Am Flughafen hat mich Chris aus Goettingen angequatscht und somit hatte ich gleich eine Reisebegleitung fuer die ersten Tage. Nach dem Abladen unseres Gepaeck's im Casa roja ging es sofort auf einen kleinen Spaziergang durchs Viertel und in das Zentrum.

So viele kleine huebsche Cafes gibt es hier, kleine Bars und Pubs mit toller Musik und die Leute sind so nett: immer ein Laecheln im Gesicht...
Schwer lassen sich die ersten Eindruecke beschreiben. Auf jeden Fall ist die chilenische Atmosphaere so anders als in meinen bisherigen Reisezielen. Viele Gebaeude der Stadt wirken baufaellig, die Strassen sind teilweise katastrophal, aber was fuer einen Charme diese Stadt hat! Zugegeben einen recht herben auf den ersten Blick durch viele kommunistische Betonkloetzer, die mit huebschen Kirchen und Plaetzen zusammengewuerfelt sind. Manchmal hatte ich das Gefuehl in der Dresdner Neustadt zu bummeln.

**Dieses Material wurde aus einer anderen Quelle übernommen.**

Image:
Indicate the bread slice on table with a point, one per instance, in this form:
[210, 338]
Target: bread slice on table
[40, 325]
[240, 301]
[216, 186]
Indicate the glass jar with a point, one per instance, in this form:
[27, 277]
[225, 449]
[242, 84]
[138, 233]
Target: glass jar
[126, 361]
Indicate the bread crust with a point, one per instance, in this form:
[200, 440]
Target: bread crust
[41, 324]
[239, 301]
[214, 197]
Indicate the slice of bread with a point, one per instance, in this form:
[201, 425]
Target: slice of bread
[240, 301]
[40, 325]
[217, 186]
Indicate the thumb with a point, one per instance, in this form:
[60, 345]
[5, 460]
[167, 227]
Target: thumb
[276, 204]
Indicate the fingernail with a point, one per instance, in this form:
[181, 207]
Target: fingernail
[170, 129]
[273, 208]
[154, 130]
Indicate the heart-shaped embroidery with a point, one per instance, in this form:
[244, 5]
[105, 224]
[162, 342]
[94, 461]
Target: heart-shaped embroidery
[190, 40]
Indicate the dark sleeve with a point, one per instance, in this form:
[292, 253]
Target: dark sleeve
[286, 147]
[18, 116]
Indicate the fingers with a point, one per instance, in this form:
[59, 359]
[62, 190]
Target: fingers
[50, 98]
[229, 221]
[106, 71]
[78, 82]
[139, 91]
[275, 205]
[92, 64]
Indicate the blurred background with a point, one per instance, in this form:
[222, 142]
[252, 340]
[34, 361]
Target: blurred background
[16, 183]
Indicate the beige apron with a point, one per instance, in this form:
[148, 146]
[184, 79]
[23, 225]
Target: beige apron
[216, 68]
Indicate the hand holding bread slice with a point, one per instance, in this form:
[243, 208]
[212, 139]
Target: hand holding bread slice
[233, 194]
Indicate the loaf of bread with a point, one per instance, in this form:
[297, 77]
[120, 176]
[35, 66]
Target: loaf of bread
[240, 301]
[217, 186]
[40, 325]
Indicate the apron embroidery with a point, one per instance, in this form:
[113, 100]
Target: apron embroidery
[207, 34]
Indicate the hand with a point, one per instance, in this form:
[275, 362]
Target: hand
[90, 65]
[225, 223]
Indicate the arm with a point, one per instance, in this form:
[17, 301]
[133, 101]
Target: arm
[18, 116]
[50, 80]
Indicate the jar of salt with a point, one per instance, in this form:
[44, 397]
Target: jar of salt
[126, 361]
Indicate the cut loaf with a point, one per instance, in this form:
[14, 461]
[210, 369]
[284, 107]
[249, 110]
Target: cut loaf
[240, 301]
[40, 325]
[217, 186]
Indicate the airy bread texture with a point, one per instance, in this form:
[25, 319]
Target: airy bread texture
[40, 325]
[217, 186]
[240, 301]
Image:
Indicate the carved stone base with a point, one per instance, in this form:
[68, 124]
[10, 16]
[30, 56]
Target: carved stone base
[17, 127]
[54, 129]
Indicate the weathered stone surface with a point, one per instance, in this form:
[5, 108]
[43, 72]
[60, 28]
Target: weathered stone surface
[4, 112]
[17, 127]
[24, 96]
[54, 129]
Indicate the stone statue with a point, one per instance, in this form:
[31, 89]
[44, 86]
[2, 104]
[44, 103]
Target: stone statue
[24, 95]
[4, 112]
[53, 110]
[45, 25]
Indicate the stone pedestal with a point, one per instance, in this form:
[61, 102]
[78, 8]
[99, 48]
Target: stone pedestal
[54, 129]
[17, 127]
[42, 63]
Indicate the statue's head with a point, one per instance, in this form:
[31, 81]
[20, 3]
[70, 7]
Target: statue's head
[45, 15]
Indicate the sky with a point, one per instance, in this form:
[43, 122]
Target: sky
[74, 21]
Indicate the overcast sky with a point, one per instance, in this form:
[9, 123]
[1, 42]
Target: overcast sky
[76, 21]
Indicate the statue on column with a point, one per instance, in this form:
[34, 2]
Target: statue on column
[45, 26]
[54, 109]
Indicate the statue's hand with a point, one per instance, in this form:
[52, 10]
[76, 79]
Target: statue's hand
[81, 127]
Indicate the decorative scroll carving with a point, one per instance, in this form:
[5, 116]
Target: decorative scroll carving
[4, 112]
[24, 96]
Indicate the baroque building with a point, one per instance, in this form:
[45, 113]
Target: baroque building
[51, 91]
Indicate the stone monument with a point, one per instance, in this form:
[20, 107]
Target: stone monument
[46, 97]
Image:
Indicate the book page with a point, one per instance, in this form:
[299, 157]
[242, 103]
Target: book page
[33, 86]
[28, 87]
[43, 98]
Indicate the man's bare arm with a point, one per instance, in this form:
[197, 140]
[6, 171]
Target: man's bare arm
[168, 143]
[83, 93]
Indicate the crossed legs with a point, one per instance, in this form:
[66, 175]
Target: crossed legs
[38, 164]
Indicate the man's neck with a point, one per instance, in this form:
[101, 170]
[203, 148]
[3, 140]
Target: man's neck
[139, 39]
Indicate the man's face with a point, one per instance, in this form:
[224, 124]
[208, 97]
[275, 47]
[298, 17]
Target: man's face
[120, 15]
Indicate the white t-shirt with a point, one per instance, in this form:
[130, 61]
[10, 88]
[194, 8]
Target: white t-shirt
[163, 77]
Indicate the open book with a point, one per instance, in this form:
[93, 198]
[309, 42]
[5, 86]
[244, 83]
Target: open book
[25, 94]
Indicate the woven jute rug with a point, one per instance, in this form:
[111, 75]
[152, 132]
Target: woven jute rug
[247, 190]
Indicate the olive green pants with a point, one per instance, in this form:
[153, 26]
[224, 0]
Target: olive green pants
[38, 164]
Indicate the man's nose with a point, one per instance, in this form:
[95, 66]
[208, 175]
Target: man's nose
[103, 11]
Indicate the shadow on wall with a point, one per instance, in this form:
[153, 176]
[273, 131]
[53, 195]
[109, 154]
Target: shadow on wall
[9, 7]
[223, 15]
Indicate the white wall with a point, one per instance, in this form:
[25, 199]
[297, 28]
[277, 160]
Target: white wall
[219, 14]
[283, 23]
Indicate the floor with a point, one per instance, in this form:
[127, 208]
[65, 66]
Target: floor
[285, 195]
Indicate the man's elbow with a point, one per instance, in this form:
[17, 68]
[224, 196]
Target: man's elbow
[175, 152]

Im Hostel gab es am Abend eine kleine Diashow ueber Chile. Dadurch habe ich gleich ein paar Infos bekommen, die mir helfen meine Reiseroute zusammen zu stellen.
Die naechsten Tage lasse ich hier erstmal ruhig angehen. Ich werde Informationen sammeln, spanisch lernen und mach mir ganz entspannt einen Plan fuer die naechsten vier Monate. Obwohl das eigentlich eine lange Zeit ist, wird es wieder viel zu wenig sein. Wen Du wuesstes, was mir schon wieder alles so vorschwebt: Atacamawueste, 4-taegige Schiffsfahrt in den Sueden nach Feuerland, Wandertracks in den Anden und in verschiedenen Nationalparks... ach ja!

Chris und ich waren dann gestern Abend noch was trinken, wo wir gleich super schnell Anschluss gefunden haben zu Chilenen. Mit Luis und Alesandra haben wir viele lustige Stunden verbracht. Hier gibt es Bier in 1-Liter-Flaschen, was gar nicht so schlecht schmeckt auch wenn es mir heute fast den ganzen Tag arg zugesetzte. Ich hatte einen Kater der schlimmsten Sorte, der ICH-SCHWOERE-NIE-WIEDER-ALKOHOL-ANZUFASSEN-Sorte!

Am Nachmittag kam Luis ueberraschenderweise im Hostel vorbei, welches uebrigens erste Sahne ist. Riesige Raeume, tolle Gemeinschaftszimmer, riesige Kueche, einen Hinterhof und nette Gaeste.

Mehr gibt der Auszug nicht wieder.